Se procurávamos captar o carácter e o segredo de Praga, somos rapidamente desenganados: esse carácter é intrinsecamente fugidio, híbrido e até paradoxal. Deixo uma frase que me parece constituir um bom exemplo do estilo por vezes complicado de Magris, que funciona quase como um jogo de espelhos: «O mito de Praga é nostalgia da nostalgia, saudade no papel da imagem do papel, então já rasgada da História, da própria realidade nunca possuída».

Mas, como dizia antes, se vencermos o cabo das tormentas somos plenamente recompensados. Ou ainda melhor: se decidimos perseverar durante a borrasca é porque sabemos que a qualquer momento podemos encontrar, como me dizia um escritor amigo, ‘uma pepita no meio da lava’.

É o caso desta passagem notável de Magris sobre a guerra: «No romance de Stendhal [A Cartuxa de Parma] a batalha não parece obedecer a planos estratégicos justos ou disparatados, não parece conhecer ordem ou racionalidade. Tudo é caótico, desnorteado, casual, os soldados correm numa direção, mas poderiam correr na direção oposta, não há uma perspetiva superior que abranja o quadro geral e se sobreponha à perspetiva do soldado que, estirado na terra para fugir às balas, só vê diante de si lama e colunas de fumo. […] A guerra não tem mais o perfil de uma totalidade articulada segundo uma lógica própria, como no grande livro de Von Clausewitz, que faz dela o espelho de um mundo racionalmente compreensível. A bela ordem das paradas perde-se na batalha e reconstitui-se, escreve Rezzori, na simetria dos túmulos e das cruzes alinhadas nos cemitérios».

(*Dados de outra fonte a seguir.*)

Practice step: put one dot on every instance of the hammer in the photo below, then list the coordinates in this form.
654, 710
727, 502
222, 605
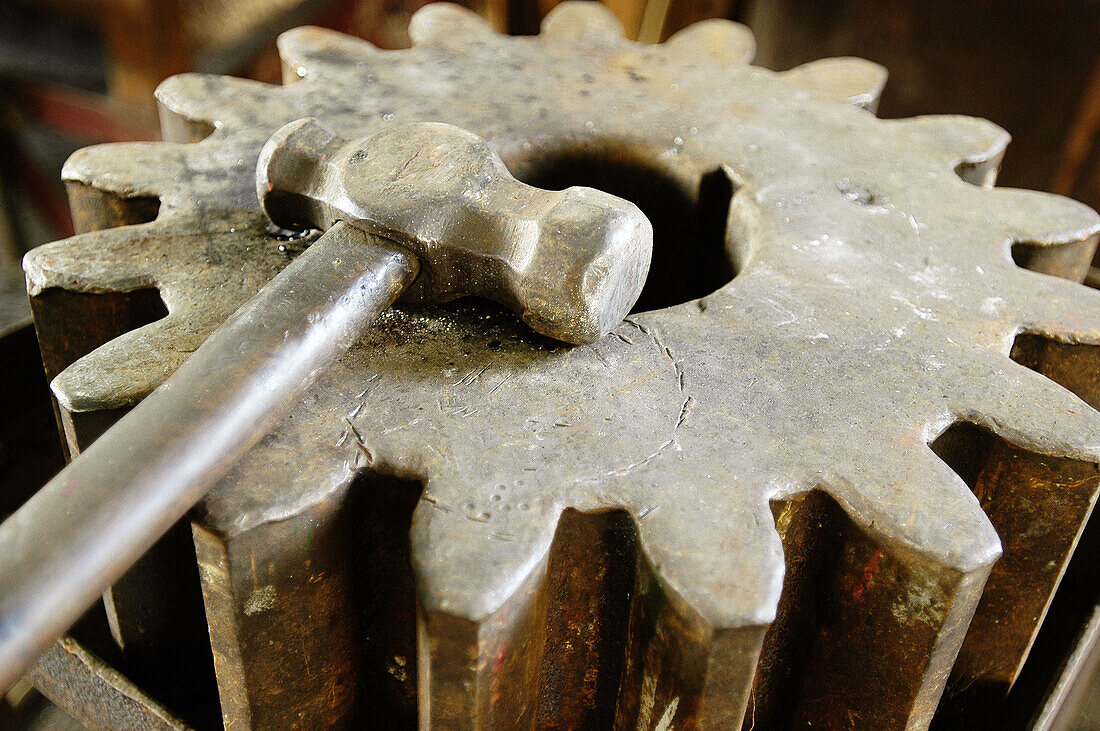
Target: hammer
425, 210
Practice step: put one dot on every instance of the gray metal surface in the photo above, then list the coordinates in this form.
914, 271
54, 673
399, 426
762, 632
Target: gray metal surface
571, 264
80, 532
875, 303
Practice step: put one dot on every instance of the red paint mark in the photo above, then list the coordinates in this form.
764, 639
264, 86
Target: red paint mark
869, 572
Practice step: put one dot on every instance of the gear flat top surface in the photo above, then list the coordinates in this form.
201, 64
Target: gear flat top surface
875, 303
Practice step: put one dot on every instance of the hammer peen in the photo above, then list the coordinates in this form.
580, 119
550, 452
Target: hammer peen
421, 210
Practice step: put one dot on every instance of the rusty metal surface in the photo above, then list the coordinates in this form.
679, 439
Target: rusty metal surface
778, 418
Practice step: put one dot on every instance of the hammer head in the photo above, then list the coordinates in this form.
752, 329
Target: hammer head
570, 263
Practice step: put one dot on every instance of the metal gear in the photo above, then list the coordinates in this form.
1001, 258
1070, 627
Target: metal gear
871, 302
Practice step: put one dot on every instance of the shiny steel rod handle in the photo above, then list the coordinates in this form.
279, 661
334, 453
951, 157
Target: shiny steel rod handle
81, 531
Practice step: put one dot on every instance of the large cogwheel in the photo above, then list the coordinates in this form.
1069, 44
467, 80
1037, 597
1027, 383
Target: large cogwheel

Embora italiano, a grande especialidade de Magris é a cultura centro-europeia, o que decorre de ter nascido já lá vão 83 anos em Trieste, uma cidade junto à fronteira com a Eslovénia, mais próxima de Ljubliana do que de Veneza. Foi professor de literatura alemã e não é difícil perceber que o seu coração pende sempre mais na direção do centro e Leste da Europa do que para o outro lado.

A sua erudição é impressionante. Pelas minhas contas, em Alfabetos cita cerca de 700 autores – e de alguns revela um conhecimento profundo, que não se resume a uma ou duas das obras mais conhecidas. Como o conseguiu? Confesso que muitas vezes durante a leitura, perante tanto conhecimento, me senti um pouco analfabeto.

Mas, para que não pensemos que se trata de um daqueles eruditos aborrecidos, termino com uma pequena história que revela que Magris também aprecia o sentido de humor. O protagonista é um alfaiate judeu a quem recriminam por ter demorado meses a fazer um par de calças. Ao Senhor, dizem os queixosos, «haviam bastado seis dias para criar o mundo». O alfaiate não se atrapalhou: «Sim, mas francamente, vejam como é feito o mundo e como são feitas estas calças»!